Projets et proposition de loi


La loi n° 001/97 du 22 avril 1997 portant révision de la Constitution consacre une promotion de la place du Président du Sénat au sein de l'échiquier institutionnel gabonais.

Selon l'article 53 de la Constitution, l'initiative des lois appartient concurremment au Gouvernement et au Parlement. Projet de loi


1. L'initiative vient du Gouvernement(Projet de loi).


Lorsque l'initiative vient du Gouvernement, on dit qu'il s'agit d'un projet de loi. Aux termes de l'article 54 de la Constitution, " les projets de loi sont délibérés en Conseil des ministres, après avis de la Cour administrative, et déposés sur le bureau de l'une des deux chambres du Parlement "

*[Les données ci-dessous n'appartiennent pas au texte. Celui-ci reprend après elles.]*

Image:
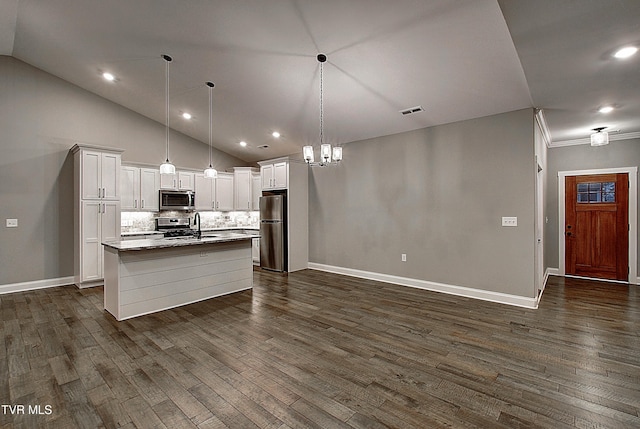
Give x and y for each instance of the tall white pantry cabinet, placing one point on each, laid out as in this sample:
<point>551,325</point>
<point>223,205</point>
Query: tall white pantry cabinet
<point>96,209</point>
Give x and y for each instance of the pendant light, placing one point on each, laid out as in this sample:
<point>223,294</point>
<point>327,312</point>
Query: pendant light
<point>327,154</point>
<point>167,167</point>
<point>599,138</point>
<point>210,172</point>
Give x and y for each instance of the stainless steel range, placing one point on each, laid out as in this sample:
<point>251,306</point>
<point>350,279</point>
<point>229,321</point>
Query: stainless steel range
<point>173,227</point>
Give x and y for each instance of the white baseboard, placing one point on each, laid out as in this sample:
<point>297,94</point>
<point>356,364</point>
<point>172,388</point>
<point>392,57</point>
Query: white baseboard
<point>502,298</point>
<point>37,284</point>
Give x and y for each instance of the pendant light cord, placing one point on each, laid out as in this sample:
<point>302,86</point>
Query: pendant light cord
<point>321,106</point>
<point>210,84</point>
<point>167,59</point>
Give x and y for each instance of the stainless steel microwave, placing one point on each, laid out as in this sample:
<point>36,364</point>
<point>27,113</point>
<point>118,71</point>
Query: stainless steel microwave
<point>177,200</point>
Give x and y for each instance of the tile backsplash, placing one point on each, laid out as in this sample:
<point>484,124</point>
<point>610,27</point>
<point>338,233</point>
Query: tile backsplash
<point>145,221</point>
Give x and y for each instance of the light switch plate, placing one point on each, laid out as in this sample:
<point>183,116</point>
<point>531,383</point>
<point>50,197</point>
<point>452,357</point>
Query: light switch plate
<point>509,221</point>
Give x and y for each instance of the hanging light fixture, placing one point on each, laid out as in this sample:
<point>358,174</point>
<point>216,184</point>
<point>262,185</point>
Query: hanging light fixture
<point>327,154</point>
<point>210,172</point>
<point>599,138</point>
<point>167,167</point>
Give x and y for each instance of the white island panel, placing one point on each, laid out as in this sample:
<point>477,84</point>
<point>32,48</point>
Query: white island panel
<point>144,281</point>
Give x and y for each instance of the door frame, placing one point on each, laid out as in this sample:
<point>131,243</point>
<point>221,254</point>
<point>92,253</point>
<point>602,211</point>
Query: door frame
<point>633,216</point>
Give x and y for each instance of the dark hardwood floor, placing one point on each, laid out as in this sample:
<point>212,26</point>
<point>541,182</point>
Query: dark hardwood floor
<point>318,350</point>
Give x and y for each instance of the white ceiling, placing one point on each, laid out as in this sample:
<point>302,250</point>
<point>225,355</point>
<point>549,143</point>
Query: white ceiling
<point>457,59</point>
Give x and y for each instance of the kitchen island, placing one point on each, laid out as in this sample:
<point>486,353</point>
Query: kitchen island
<point>145,276</point>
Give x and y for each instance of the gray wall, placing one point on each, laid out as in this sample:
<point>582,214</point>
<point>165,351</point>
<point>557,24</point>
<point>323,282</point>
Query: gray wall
<point>438,195</point>
<point>41,118</point>
<point>623,153</point>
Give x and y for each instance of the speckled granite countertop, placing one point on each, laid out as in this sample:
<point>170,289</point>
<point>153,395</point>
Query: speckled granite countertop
<point>207,238</point>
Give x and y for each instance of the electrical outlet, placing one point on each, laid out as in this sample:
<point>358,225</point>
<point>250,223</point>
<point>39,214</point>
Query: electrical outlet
<point>509,221</point>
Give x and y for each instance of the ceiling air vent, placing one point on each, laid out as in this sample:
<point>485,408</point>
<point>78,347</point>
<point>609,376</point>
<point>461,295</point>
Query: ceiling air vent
<point>412,110</point>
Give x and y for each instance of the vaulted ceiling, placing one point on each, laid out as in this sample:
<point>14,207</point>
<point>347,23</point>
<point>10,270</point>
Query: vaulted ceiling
<point>456,59</point>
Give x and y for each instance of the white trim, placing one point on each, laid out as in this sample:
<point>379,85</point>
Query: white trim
<point>501,298</point>
<point>544,129</point>
<point>587,140</point>
<point>552,272</point>
<point>633,215</point>
<point>37,284</point>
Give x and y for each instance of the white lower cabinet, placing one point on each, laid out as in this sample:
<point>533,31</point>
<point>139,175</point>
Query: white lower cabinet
<point>99,221</point>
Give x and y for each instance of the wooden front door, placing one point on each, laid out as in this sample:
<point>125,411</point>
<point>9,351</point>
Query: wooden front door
<point>597,226</point>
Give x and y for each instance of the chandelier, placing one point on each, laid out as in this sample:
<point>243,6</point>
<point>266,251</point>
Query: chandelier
<point>328,155</point>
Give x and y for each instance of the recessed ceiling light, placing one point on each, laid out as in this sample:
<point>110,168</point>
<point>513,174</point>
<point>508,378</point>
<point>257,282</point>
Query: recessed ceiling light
<point>625,52</point>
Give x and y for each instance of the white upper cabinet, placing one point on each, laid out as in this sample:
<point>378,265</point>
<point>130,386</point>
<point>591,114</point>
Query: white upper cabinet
<point>181,180</point>
<point>205,192</point>
<point>130,188</point>
<point>149,185</point>
<point>224,192</point>
<point>256,190</point>
<point>243,185</point>
<point>139,188</point>
<point>100,174</point>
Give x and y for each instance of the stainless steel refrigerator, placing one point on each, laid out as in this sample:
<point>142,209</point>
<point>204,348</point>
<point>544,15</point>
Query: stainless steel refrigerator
<point>273,232</point>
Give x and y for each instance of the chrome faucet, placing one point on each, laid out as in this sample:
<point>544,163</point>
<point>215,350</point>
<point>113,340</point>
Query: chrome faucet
<point>196,217</point>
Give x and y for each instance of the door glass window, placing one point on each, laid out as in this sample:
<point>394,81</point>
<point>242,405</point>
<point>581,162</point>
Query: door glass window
<point>596,192</point>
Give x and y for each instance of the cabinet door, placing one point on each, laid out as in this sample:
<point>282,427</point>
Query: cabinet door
<point>204,188</point>
<point>149,186</point>
<point>280,171</point>
<point>185,181</point>
<point>242,189</point>
<point>90,167</point>
<point>110,221</point>
<point>256,190</point>
<point>91,247</point>
<point>266,171</point>
<point>110,176</point>
<point>168,181</point>
<point>130,188</point>
<point>224,192</point>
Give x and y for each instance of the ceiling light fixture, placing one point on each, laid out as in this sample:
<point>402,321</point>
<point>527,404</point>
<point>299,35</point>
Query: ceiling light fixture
<point>327,155</point>
<point>210,172</point>
<point>167,167</point>
<point>599,138</point>
<point>625,52</point>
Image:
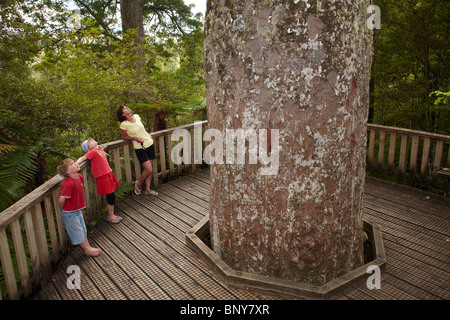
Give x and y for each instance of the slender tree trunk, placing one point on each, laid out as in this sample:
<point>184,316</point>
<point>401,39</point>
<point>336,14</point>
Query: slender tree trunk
<point>301,67</point>
<point>132,18</point>
<point>131,15</point>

Cet article pose donc deux conditions de forme :

- il faut que le projet soit soumis pour avis à la Cour administrative. En effet, la Cour administrative n'est pas seulement la plus haute juridiction administrative, c'est aussi un conseiller du Gouvernement. Ces avis sont consultatifs ;

- il faut que le projet soit adopté par le Conseil des ministres pour exprimer la solidarité de tous les membres du Gouvernement à son égard. Ensuite, il peut être déposé devant l'une ou l'autre des assemblées .


2. L'initiative parlementaire (Proposition de loi)


Lorsque l'initiative vient du Parlement, on dit qu'il s'agit d'une proposition de loi.

Elle peut être le fait de tout député ou de tout sénateur, chacun déposant sa proposition devant l'assemblée dont il est membre.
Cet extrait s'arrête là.